18 February 2020

DEM-DEC Research Update Editorial: Global Democracy and the Fierce Urgency of 2020

Latest Global Research Update Just Issued

The first Global Research Update on the global platform Democratic Decay & Renewal (DEM-DEC) for 2020 is now available here, covering late December 2019 to early February 2020.  In each Update I write an editorial on key themes to help users to navigate the Update, and to provide some limited commentary, especially on very recent research. 

1    The Fierce Urgency of 2020

In January 2017, in my inaugural column for the ICONnect Blog, I urged an end to the complacency bedeviling any real effort to address threats to democracy worldwide. Borrowing a phrase from Martin Luther King, I spoke of “the fierce urgency of now”, insisting that “failing to act and adopting a ‘wait and see’ attitude is to court disaster.” Three years later, I – and many colleagues worldwide – feel that urgency with even greater intensity and frustration. Global reports continue to warn of the ongoing global democratic crisis – in January alone the Economist Intelligence Unit’s Democracy Index for 2019, a report from the newly-launched Cambridge Centre on the Future of Democracy, and the Human Rights Watch’s World Report 2020 warn of everything from plummeting public satisfaction with democracy to the “existential threat” posed by the Chinese government to human rights frameworks worldwide. Articles for the Journal of Democracy’s thirtieth anniversary edition, by heavy-hitters such as Francis Fukuyama and Yascha Mounk, address the multiple threats facing liberal democracy and whether it can rebuild itself. Technology looms large in our fears, with talk of its use as a tool of ‘sharp power’ by authoritarian governments, and, elsewhere, the impending threat of ‘deep fakes’   threatening an exponential acceleration of truth decay and distortion of democratic discourse.
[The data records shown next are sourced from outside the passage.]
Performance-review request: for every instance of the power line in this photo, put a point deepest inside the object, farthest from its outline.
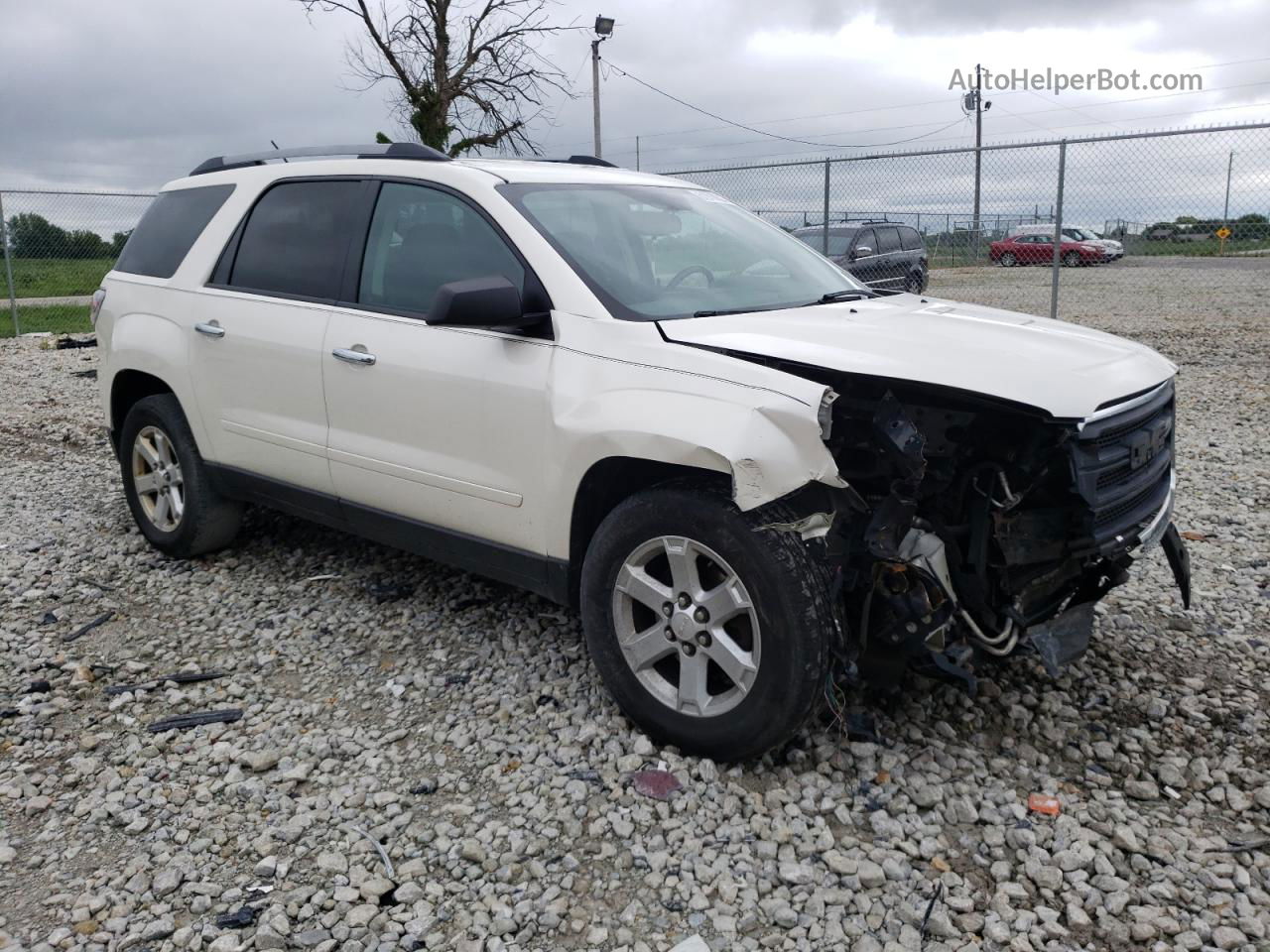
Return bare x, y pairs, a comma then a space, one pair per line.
772, 135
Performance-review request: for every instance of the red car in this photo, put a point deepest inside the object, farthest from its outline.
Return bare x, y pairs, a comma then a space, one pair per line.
1039, 249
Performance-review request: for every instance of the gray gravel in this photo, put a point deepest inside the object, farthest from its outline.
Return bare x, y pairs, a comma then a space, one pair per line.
461, 729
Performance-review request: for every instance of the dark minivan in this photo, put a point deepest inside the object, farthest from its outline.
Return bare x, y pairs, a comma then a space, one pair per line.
884, 255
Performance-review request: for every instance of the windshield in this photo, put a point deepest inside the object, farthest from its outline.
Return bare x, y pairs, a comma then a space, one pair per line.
658, 253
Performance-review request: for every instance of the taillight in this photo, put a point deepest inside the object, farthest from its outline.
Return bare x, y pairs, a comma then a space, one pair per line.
94, 307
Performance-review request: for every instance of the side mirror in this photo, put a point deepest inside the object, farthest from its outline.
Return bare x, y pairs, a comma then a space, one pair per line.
480, 302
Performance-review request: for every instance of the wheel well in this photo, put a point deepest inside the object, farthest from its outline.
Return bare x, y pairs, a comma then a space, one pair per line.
127, 389
611, 481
Political developments so far in 2020 have fed the sense of ever-higher stakes in the global democratic crisis. President Trump’s impeachment trial featured starkly undemocratic argument (albeit later narrowed somewhat) that anything the President does to further his reelection in the public interest cannot be an impeachable offence – a timely article by Andrew Pardue is a useful analysis here. Across the Atlantic, the Polish government’s assault on judicial independence has induced constitutional chaos, with battle lines drawn between captured and independent courts on the legality of so-called reforms (read more here). From Malta’s downgrade in the EIU Index to a “flawed democracy”, to the breaking of political taboos in Germany with the attempt to install a new Thuringian premier with the aid of far-right AfD votes, there is a sense of intensifying threat. Sumit Ganguly in the Journal of Democracy argues that India’s claim to be a liberal democracy is “increasingly dubious”. In Australia, John Keane offers that the “grand political lesson” from the devastation of the recent bushfires is that the current democratic model has failed and we need a new, ecologically viable, model.

Yet, complacency still abounds. Alongside ongoing inaction by national and international political actors, the leading US philosopher Martha Nussbaum recently offered that talk of democratic crisis is little more than “an academic fad”. This is an all-too-common refrain, one I have heard for years. “But!”, the critic will say: democracy has always been contested; all democracies suffer some level of dysfunction; liberals are obsessed with procedure and civility, and fail to understand the injustice of the status quo ante. There is of course some truth in this: there is no real ‘golden age’ of ideal democracy; the trend of decay is not entirely universal (e.g. some countries’ scores actually improved in the EIU Index); today’s challenges are deeply rooted; and we inevitably see analysts ‘bandwagon jumping’ on the current hot topic. Yet, to dismiss the mounting evidence of serious threats to liberal democracy in states worldwide – not least that collated since mid-2018 by DEM-DEC – as a form of ‘moral panic’ or collective delusion is truly dangerous. Even if well-intentioned, it becomes a form of continual gaslighting that feeds complacency and saps resolve, and lends succour to those who really wish to end accountable government and pull power away from the people they are meant to serve. In the impeachment trial, Senator Adam Schiff decried the “normalization of lawlessness”, and this is precisely what is at play: as Robert Sata and Ireneusz Pawel Karolewski observe in the case of Hungary and Poland, a central ploy of wannabe authoritarians is to frame  radical changes as “politics as usual”, when in fact they challenge the very essence of liberal democracy. If we cannot assess – based on significant evidence and an appreciation of degree – certain measures as ‘abnormal’, we are lost. 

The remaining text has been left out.